The Role of Culture in Coaching
Culture is a fundamental part of our day to day lives and becomes more and more important in an increasingly diversified world.
Culture is also today seen as an important influence in coaching that might not always seem obvious at first sight. Coaches can use culture as a powerful force to bring about change and development in their coaching relationships. A “culture as opportunity” approach can enhance any coaching intervention.
Intercultural coaching is the conscious decision to recognise using culture as a force of change to reach one’s full potential. Coachees can develop cultural integration into their leadership through defining their identity as well as through the application of reflective thought. Intercultural coaching is pragmatic and draws on humanism in the broadest sense. It can help enrich the way we interact with others as well as to stay open and curious in response to an ever more diverse world around us. A coaching approach that turns cultural differences into opportunities can benefit both our individual life, as well as corporate cultures and the overall performance of the workforce within a business.
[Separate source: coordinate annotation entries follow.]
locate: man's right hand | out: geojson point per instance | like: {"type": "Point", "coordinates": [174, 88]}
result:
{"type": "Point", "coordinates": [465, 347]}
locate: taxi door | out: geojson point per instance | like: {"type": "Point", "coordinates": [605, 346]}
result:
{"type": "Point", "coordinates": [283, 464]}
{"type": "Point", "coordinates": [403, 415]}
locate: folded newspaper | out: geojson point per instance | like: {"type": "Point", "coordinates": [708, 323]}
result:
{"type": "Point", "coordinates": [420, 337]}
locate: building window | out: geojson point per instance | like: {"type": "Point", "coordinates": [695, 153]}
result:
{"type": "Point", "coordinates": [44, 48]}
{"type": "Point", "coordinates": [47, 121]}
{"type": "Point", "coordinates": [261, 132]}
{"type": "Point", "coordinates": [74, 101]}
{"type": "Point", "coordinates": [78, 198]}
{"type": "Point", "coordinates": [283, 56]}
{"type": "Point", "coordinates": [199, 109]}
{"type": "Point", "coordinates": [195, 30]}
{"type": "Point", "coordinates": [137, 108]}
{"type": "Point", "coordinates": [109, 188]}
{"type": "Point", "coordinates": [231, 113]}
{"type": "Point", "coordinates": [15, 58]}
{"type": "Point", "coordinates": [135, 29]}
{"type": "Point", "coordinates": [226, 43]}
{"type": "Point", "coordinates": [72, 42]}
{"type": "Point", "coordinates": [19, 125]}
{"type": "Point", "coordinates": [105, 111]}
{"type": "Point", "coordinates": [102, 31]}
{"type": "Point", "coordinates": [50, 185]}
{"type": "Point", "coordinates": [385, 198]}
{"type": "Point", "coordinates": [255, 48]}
Increased productivity, employees being more creative and innovative, as well as improved teamwork are all examples of why intercultural diversity has a positive impact here.
Cultural differences in coaching express embracing diversity and helping coachees to understand themselves, broaden their perspectives and help them achieve sustainable change by having a deeper understanding of their own context and that of those they interact with. Intercultural coaching supports the idea that there are different views of the world that we have to explore, accept and understand in order to interact with others in the most productive way. This is easy to say on a theoretical level, however in practice you need to be convinced to accept different ideals and viewpoints of others and see those as being as legitimate as your own. This is often hard to achieve in an ever more radicalised world when it comes to opinions and values.
Interculturalist Milton Bennett (1993) describes 6 stages on a path to achieve enhanced cultural sensitivity. In stage one, people ignore differences or deny them. In stage 2 they recognise differences but judge them as negative. Stage 3 sees them recognised but trivialised. Beyond stage three there is a shift to ethno relative approaches. At stage 4 differences are recognised and appreciated. At stage 5 we move out of our comfort zone where we can appreciate other perspectives without moving too far away from our own values and beliefs. Stage 6 describes integration, where the person is able to evaluate situations from various cultural perspectives.
Intercultural coaching can assist coachees to move through these stages. The coach supports the coachee to get to positions beyond stage 4 of the model and to step outside of their own comfort zone to learn to temporarily take on other people’s cultural understanding and viewpoints.
Embracing diversity is to respect the identity of others. It enables us to see issues in different ways to come up with new powerful solutions. It required a high level of self-reflection and questioning, where the coach can assist. It is a balancing act between helping the coachee stay grounded in their reality and stepping a little bit outside the familiar.
Common tools used here in coaching include the Cultural Orientation Framework (CFO) or the global coaching process. The latter includes stages of 1. Assessment (a systematic recognition of the self on cultural sensitivity) 2. Setting targets (define internal and external measures of success on cultural integration) 3. Making progress towards the target objectives (Coach and coachee focus on progress towards the targets).
There are multiple ways to aim towards integration of cultural diversity through cultural coaching both as a business and an individual. However one thing is for sure, it will become ever more important in a diversified world.